Bir güzel adamın hatırasına
İnsan yaş aldıkça hayatta pek çok şeyin anlamı da değişiyor. Belki de en çarpıcı değişiklik ölümün yakınlığı olsa gerek. Her ne kadar emri ilahi gelip kapıyı çaldığında genç yaşlı diye sormasa da insan ölümü hiçbir yaşta kolay kolay kendisine de sevdiklerine de yakıştıramıyor.
Halbuki ölüm hayatın bir gerçeği ve her an etrafımızda bir çarkı felek gibi dönüp duruyor.
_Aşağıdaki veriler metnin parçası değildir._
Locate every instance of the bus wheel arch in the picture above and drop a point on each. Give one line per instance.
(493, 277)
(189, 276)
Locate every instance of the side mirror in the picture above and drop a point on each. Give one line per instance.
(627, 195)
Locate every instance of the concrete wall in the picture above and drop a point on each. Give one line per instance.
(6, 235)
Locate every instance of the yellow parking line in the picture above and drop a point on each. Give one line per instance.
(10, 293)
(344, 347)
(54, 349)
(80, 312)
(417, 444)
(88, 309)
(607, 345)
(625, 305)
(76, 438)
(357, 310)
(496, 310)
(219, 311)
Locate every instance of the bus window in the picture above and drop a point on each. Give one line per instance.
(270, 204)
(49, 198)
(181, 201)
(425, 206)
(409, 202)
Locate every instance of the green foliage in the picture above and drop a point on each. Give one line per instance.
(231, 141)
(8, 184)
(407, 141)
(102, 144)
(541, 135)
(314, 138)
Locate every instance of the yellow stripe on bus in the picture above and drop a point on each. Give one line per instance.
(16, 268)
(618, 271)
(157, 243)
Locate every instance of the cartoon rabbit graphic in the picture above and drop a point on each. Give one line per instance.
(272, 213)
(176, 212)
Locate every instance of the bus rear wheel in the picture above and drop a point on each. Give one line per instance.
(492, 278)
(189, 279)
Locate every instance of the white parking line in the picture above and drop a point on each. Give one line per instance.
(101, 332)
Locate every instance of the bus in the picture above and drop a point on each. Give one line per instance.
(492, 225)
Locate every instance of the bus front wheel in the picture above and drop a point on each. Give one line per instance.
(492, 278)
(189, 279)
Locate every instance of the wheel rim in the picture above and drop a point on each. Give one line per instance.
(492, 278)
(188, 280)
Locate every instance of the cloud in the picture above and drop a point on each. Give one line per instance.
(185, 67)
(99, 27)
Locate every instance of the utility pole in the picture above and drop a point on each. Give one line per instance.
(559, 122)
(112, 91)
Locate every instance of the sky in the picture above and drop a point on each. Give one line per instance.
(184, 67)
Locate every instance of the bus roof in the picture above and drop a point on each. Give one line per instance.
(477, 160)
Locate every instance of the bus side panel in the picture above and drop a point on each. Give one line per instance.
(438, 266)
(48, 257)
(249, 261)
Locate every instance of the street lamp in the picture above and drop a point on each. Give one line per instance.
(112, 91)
Genç, ihtiyar, iyi, kötü, sağlıklı, hasta demeden her gün birimizin kapısını çalıyor.
Çocukken “Falanca, filanca vefat etmiş. Şu yaştaydı, bu yaştaydı” dediklerinde mevta çocuk ya da genç değilse “Ne kadar da çok yaşamış!” diye şaşardık. Hesap bilmediğimizden kelli 35-40 yılı vs. o kadar uzun ve hiç bitmeyecek bir süre sanırdık ki, şaşarsınız.
Gel zaman, git zaman bizler de yaş aldıkça hayat mı tatlı geldi yoksa ölüm korkusu mu sardı bilmem ölüm daha bir zor gelir oldu. Hele bir de güzel insanlar bir bir etrafımızdan eksildikçe ölümün ağırlığı bir başka çöker oldu üstümüze.
Babamın bizi bırakıp gitmesinin üstünden kaç yıl geçti hatırlayamıyorum. Yılları saymak güç geliyor ama inanın sesi hep kulaklarımda…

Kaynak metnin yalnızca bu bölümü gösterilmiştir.